The film centers on the last hours (All Soul's Day) of Pasolini's (Willem Dafoe) life, having returned from Sweden after meeting with director Ingmar Bergman. He is doing postproduction work on his final film, a political allegory, "Salo, or the 120 Days of Sodom by Marquis de Sade," still regarded as the most controversial movie ever made. He works from home during the day, with cousin Graziella, his acting secretary, bringing him coffee as Pasolini reads the morning papers, edits his manuscripts, sketches storyboards, takes phone calls, is interviewed by a reporter, talks about the novel he's working on "Petrolio," envisions his next film project, "Porno-Teo-Kolossal" (starring Ninetto Davoli, Pasolini's great love, muse, and actor, who starred in several of his films), lunches with his mother Susanna (Adrianna Asti, who starred in his first film, "Accattoni," 1961), and visits friends, including actress Laura Betti (Maria de Medeiros).
In the evening he will drive his Alfa Romeo through poverty-stricken neighborhoods, cruising for rough trade and picking up 17-year-old Pino Pelosi, then journeys to the beach in Ostia, where he will be beaten up by a gang of hustlers, left unconscious in an almost crucified position, then run over by his own car, either inadvertently or deliberately by Pelosi. There remains much controversy about Pasolini's death. Many people claim it was a conspiracy, a political martyrdom for his subversive views, but Ferrara presents it in an almost operatic setting as a homophobic assault.
"Pasolini" abandons linear narrative. It's impressionistic, like a visual elegiac poem in a pastiche neo-documentary style. Anyone seeking biographical details about Pasolini will be frustrated, as it speaks primarily to those already familiar with his life and work. In the 22-minute bonus feature with Abel Ferrara and Willem Dafoe in conversation, they both claim this final day encapsulates his entire achievements and thinking. Ferrara saw Pasolini as his teacher and fellow fearless rebel spirit, relishing his quote, "My cinema is an explosion for my love of reality." He sees Pasolini as a prophet railing against the violence and consumerism of our times, echoing Pasolini's suggested title of his final interview, "We are all in danger."

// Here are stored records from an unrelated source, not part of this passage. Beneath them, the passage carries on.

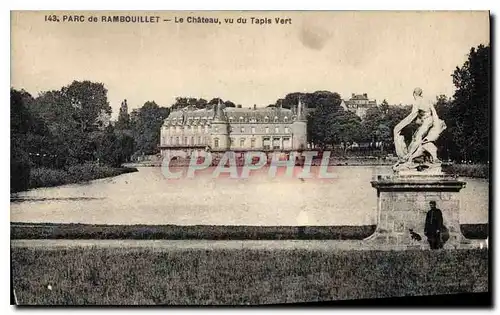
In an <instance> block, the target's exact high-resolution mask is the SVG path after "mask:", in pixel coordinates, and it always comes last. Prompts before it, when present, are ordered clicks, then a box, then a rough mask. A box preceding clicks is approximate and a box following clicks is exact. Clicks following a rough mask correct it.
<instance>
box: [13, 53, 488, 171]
mask: <svg viewBox="0 0 500 315" xmlns="http://www.w3.org/2000/svg"><path fill="white" fill-rule="evenodd" d="M451 77H452V80H453V83H454V84H455V87H456V91H455V93H454V95H453V97H452V98H448V97H446V96H444V95H441V96H439V97H438V98H437V99H436V110H437V112H438V114H439V116H440V117H441V118H442V119H443V120H445V122H446V124H447V126H448V128H447V129H446V131H445V132H444V133H443V135H442V136H441V138H440V139H439V141H438V147H439V148H440V149H441V150H440V152H439V154H440V155H441V158H444V159H452V160H455V161H462V160H467V161H475V162H487V161H489V152H490V151H489V139H490V138H489V133H490V125H491V124H490V98H489V86H490V47H489V45H488V46H483V45H480V46H479V47H477V48H472V49H471V50H470V52H469V55H468V60H467V61H466V62H465V63H464V64H463V65H462V66H461V67H457V68H456V70H455V71H454V72H453V73H452V75H451ZM299 97H300V99H301V101H302V102H303V103H304V104H305V105H306V107H307V108H308V109H309V110H308V113H309V114H308V136H309V140H310V141H311V142H314V143H315V144H317V145H319V146H320V147H323V148H325V147H328V146H332V145H338V144H341V143H342V144H343V145H344V148H348V147H349V145H350V144H352V143H354V142H357V143H372V144H373V143H378V144H381V146H380V147H379V148H378V149H379V150H381V151H383V152H391V151H392V150H393V139H392V137H393V135H392V130H393V129H394V126H395V125H396V124H397V123H398V122H399V121H401V119H403V117H405V116H406V115H407V114H408V113H409V112H410V110H411V106H402V105H389V104H388V102H387V101H385V100H384V102H382V104H380V105H379V106H377V107H374V108H372V109H370V110H368V112H367V114H366V117H365V118H364V119H363V120H361V119H360V118H359V117H357V116H356V115H355V114H354V113H352V112H350V111H346V110H344V109H343V108H342V107H341V102H342V99H341V97H340V95H339V94H338V93H334V92H330V91H317V92H314V93H299V92H296V93H289V94H287V95H286V96H285V97H284V98H281V99H278V100H277V101H276V102H275V103H274V104H271V105H269V106H281V107H283V108H293V107H294V106H296V104H297V103H298V100H299ZM219 102H223V103H224V104H225V105H226V106H227V107H235V106H236V105H235V104H234V103H233V102H231V101H227V100H226V101H223V100H221V99H219V98H213V99H211V100H210V101H207V100H205V99H202V98H184V97H178V98H177V99H176V101H175V103H174V104H173V105H172V106H171V107H170V108H166V107H161V106H159V105H158V104H156V103H155V102H154V101H152V102H150V101H148V102H146V103H145V104H144V105H143V106H142V107H141V108H139V109H135V110H133V111H132V112H131V113H130V114H129V112H128V105H127V104H126V101H124V103H122V106H121V108H120V112H119V116H118V121H117V122H116V124H115V125H114V126H113V124H110V117H111V107H110V105H109V102H108V99H107V90H106V88H105V87H104V85H103V84H102V83H94V82H90V81H82V82H79V81H75V82H73V83H71V84H70V85H68V86H65V87H63V88H61V89H60V90H54V91H47V92H43V93H41V94H40V95H38V96H37V97H33V96H32V95H30V94H29V93H27V92H25V91H23V90H21V91H17V90H14V89H12V90H11V163H12V164H11V170H12V172H17V174H21V175H20V176H24V175H22V174H23V172H25V170H26V169H27V168H28V169H29V167H30V166H43V167H49V168H64V167H66V166H68V165H74V164H81V163H86V162H89V161H91V162H96V163H100V164H107V165H111V166H119V165H120V164H122V163H123V162H125V161H127V160H129V159H130V158H131V157H134V156H137V155H143V154H146V155H149V154H155V153H158V144H159V142H160V139H159V137H160V128H161V125H162V123H163V121H164V119H165V118H166V117H168V115H169V113H170V110H177V109H181V108H183V107H187V106H194V107H196V108H200V109H201V108H211V107H212V106H213V105H214V104H217V103H219ZM415 127H416V126H414V125H413V126H412V125H410V126H409V127H407V128H406V129H405V130H404V134H405V138H406V139H407V141H410V140H411V136H412V133H413V131H414V128H415Z"/></svg>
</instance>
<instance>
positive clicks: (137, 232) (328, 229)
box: [10, 223, 488, 240]
mask: <svg viewBox="0 0 500 315" xmlns="http://www.w3.org/2000/svg"><path fill="white" fill-rule="evenodd" d="M375 228H376V226H375V225H362V226H235V225H231V226H224V225H192V226H182V225H93V224H45V223H11V228H10V231H11V239H137V240H148V239H171V240H184V239H205V240H280V239H298V240H300V239H316V240H321V239H326V240H361V239H364V238H366V237H368V236H370V235H371V234H373V232H375ZM461 231H462V234H463V235H464V236H465V237H466V238H470V239H485V238H486V237H487V236H488V224H462V225H461Z"/></svg>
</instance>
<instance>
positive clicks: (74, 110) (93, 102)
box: [61, 81, 111, 132]
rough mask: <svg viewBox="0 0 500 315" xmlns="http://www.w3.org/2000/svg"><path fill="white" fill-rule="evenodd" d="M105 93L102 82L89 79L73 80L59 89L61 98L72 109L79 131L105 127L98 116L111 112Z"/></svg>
mask: <svg viewBox="0 0 500 315" xmlns="http://www.w3.org/2000/svg"><path fill="white" fill-rule="evenodd" d="M107 93H108V90H107V89H106V88H105V87H104V84H102V83H95V82H90V81H81V82H80V81H73V83H71V84H70V85H69V86H65V87H63V88H62V89H61V94H62V96H63V98H65V99H66V101H67V102H69V104H70V106H71V107H72V109H73V119H74V120H75V121H76V123H77V128H78V130H79V131H80V132H90V131H95V130H99V129H102V128H103V127H105V126H104V123H103V122H102V121H101V120H100V119H99V118H100V116H101V115H103V114H111V106H110V105H109V102H108V97H107Z"/></svg>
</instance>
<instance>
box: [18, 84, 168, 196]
mask: <svg viewBox="0 0 500 315" xmlns="http://www.w3.org/2000/svg"><path fill="white" fill-rule="evenodd" d="M10 105H11V117H10V118H11V191H13V192H15V191H20V190H25V189H27V188H30V187H36V186H45V185H58V184H64V183H68V182H71V181H72V179H71V178H70V177H75V174H77V175H78V176H80V175H81V176H80V177H81V178H85V179H87V180H88V179H94V178H100V177H106V176H109V175H112V174H118V173H119V172H114V171H113V169H112V168H118V167H120V166H121V165H122V163H124V162H127V161H129V160H130V159H131V158H132V157H133V156H134V155H142V154H153V153H155V152H157V149H158V148H157V146H158V143H159V130H160V127H161V124H162V123H163V120H164V119H165V118H166V117H167V116H168V113H169V109H168V108H165V107H160V106H158V105H157V104H156V103H155V102H146V103H145V104H144V106H143V107H142V108H139V109H138V110H135V111H133V112H132V113H131V114H130V115H129V113H128V109H127V104H126V101H124V103H122V107H121V109H120V113H119V118H118V121H117V122H116V124H114V125H113V123H112V122H111V121H110V117H111V106H110V105H109V102H108V99H107V90H106V88H105V87H104V85H103V84H102V83H94V82H90V81H83V82H78V81H74V82H73V83H71V84H70V85H68V86H65V87H63V88H61V89H60V90H55V91H47V92H42V93H40V95H38V96H37V97H33V96H32V95H30V94H29V93H27V92H26V91H24V90H21V91H17V90H14V89H11V104H10ZM99 166H102V167H99ZM86 172H87V173H88V174H81V173H86ZM34 177H36V178H34Z"/></svg>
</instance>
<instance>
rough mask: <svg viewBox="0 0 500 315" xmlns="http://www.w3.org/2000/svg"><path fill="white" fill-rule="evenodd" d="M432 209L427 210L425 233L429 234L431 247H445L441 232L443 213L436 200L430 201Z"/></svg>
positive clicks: (441, 230) (442, 227)
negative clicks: (442, 238)
mask: <svg viewBox="0 0 500 315" xmlns="http://www.w3.org/2000/svg"><path fill="white" fill-rule="evenodd" d="M429 206H430V207H431V210H429V211H428V212H427V216H426V217H425V228H424V234H425V236H427V240H428V241H429V245H430V247H431V249H439V248H442V247H443V242H442V241H441V233H442V232H443V213H442V212H441V210H439V209H438V208H436V202H435V201H431V202H429Z"/></svg>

Starting with Pasolini, Dafoe, now 63, has begun a late-career renaissance, including his Oscar-nominated performances in "The Florida Project" (2017) and as Vincent Van Gogh in "Eternity's Gate" (2018). With his sunglasses and stern glances, Dafoe not only physically resembles Pasolini, and speaks both Italian and English, but convincingly captures his intellectual demeanor and his paradoxical nature, including both conservative and radical impulses. Dafoe gives a commanding performance, especially in the nearly unbearable end. No doubt this impulse explains Ferrara's decision to act out portions of both the unfinished "Petrolio," about a plane crash; and "Porno-Tel-Kolossal," an intriguing fantasia about two gay holy fools on a quest for the messiah who wander into a gay and lesbian community that comes together once a year to reproduce children. Unfortunately, these stories-within-a-story disturb the narrative leading to Pasolini's death, and seem more like Ferrara's meditations on Pasolini, a straight interpretation of gay Eros, than anything Pasolini might have made.
Still, Ferrara manages to strip away the myth and create a portrait of an artist who lived by his own rules and sought to expand the boundaries of cinema and language. For both Pasolini and Ferrara, all life is politics, including sex. We must still wait for a definitive screen biography of Pasolini, but despite its limitations, "Pasolini" the film makes clear why Pasolini the artist still has much to say to us in the 21st century.